In "Hills Like White Elephants," could someone tell me why Hemingway mentions that the train will come in 40 minutes n stop for 2 minutes please?
In “Hills Like White Elephants, the unnamed American is having a serious discussion with his girlfriend Jig about whether she should have an abortion. This was a dangerous and illegal operation in the period, and the man wants her to go through with it. She does not want an abortion, and is possibly more interested in getting married or at least having some assurance that she will be cared for if she undergoes it. This is a major and serious relationship discussion, and, given how many women died or were permanently injured from illegal abortions, a major life and health crisis for Jig. Having an illegitimate baby in that time would not have been an easy choice either.
Confronted with this sort of huge dilemma for Jig, the mention that the train leaves in 40 minutes and only stops for two suggests that the man is, to put it really crassly, a major jerk. It limits the depth of the discussion and suggests that he’s not willing to invest time in being supportive. Rather than consider that he is the father of the baby and has responsibilities, it suggests that he wants to deal with the pregnancy merely as a minor annoyance that can be handled quickly and superficially.
By saying that the train will come in forty minutes, Hemingway is creatinig a certain amount of dramatic tension. The issue between the man and woman has to be resolved in forty minutes. He wants her to go to Madrid and get an abortion. She doesn't want to go through with it, and he knows it. She has consented, but he is not sure she won't change her mind. So he keeps tallking to her, tryig to persuade her that it is the right thing to do and that it is a very simple procedure and that it won't change their relationship. Meanwhile the train is approaching, as it is in the classic movie High Noon starring Gary Cooper. A so-called "ticking clock" is a common device in stories.

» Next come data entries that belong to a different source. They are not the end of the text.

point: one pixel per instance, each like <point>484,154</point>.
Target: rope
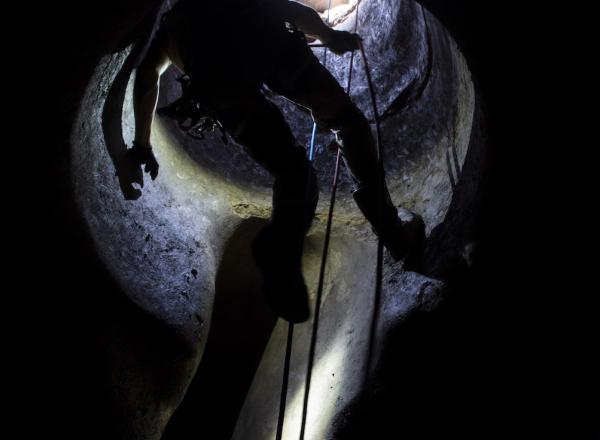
<point>313,341</point>
<point>380,178</point>
<point>320,288</point>
<point>289,343</point>
<point>284,386</point>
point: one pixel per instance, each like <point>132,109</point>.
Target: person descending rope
<point>228,51</point>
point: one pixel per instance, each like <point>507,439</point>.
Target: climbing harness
<point>191,115</point>
<point>379,268</point>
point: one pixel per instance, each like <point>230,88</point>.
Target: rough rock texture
<point>166,248</point>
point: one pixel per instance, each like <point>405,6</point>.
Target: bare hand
<point>143,155</point>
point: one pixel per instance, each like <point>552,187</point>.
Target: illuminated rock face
<point>167,248</point>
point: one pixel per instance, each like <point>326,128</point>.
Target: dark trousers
<point>259,126</point>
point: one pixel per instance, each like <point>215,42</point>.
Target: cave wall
<point>164,249</point>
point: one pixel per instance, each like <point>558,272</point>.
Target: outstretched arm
<point>308,21</point>
<point>145,88</point>
<point>145,98</point>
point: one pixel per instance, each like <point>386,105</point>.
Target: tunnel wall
<point>164,248</point>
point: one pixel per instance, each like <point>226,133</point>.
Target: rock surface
<point>166,248</point>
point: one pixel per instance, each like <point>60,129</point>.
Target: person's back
<point>230,49</point>
<point>227,42</point>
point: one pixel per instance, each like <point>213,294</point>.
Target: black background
<point>516,344</point>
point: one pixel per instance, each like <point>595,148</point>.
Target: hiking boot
<point>401,231</point>
<point>280,264</point>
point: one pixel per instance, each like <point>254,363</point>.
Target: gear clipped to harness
<point>191,116</point>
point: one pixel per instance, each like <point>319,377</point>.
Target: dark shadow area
<point>241,326</point>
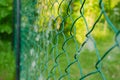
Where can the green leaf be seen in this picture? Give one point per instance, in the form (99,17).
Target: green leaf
(5,28)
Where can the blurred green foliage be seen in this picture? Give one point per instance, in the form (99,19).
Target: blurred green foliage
(7,59)
(6,16)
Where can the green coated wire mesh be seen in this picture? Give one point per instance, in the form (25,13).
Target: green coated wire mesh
(50,48)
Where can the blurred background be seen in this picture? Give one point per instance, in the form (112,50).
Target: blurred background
(103,35)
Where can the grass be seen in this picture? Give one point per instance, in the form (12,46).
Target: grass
(7,61)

The fact that the train will stop for only two minutes shows that this is a small, insignificant station. This young couple may be the only passengers boarding here. I believe it is only a way of portraying the setting, although it also suggests the time pressure. They don't have to do anything during the forty minutes the train is approaching, but once it stops they will only have two minutes to decide to get aboard or stay where they are.